A bit of hardware hacking for Troon Primary CodeClub, who have tons of old style Lego Mindstorms they don’t use any more, and after a year of Scratch programming on their PCs are just getting started with Raspberry Pi. We’re using this Scratch modification together with the hardware I’m making which is based on this circuit. The main thing here is an L293D Motor Controller IC which can drive 2 DC motors in both directions. You can write the hardware code in Scratch like this to control the lego motors:
The most tricky part in this whole endeavour has been physically connecting to Mindstorms. At the moment I’m having to use crocodile clips which won’t work long in normal classroom conditions – but I’m wary of destroying/modifying the connectors as they’re not made any more…
It’s been busy in the android department this week.

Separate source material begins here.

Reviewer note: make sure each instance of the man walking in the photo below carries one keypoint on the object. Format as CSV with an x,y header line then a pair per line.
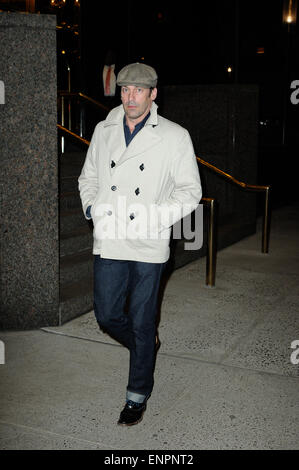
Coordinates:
x,y
140,176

Here’s a prototype recipe notebook for open sauces. At this point it’s primarily a test of a drag/drop interface to make it possible for anyone to make the recipe graphs we explored visualising in October. I’m testing it with the recipes designed for FoAM’s recent Smoke and Vapour event.
Currently it’s structured a bit like Scheme Bricks where you ‘read it’ inside -> outside, and right to left. We need to look at ways to reverse this – it might be simply making everything float to the right, or more like a bottom up tree, where the finished dish is at the bottom rather than the top.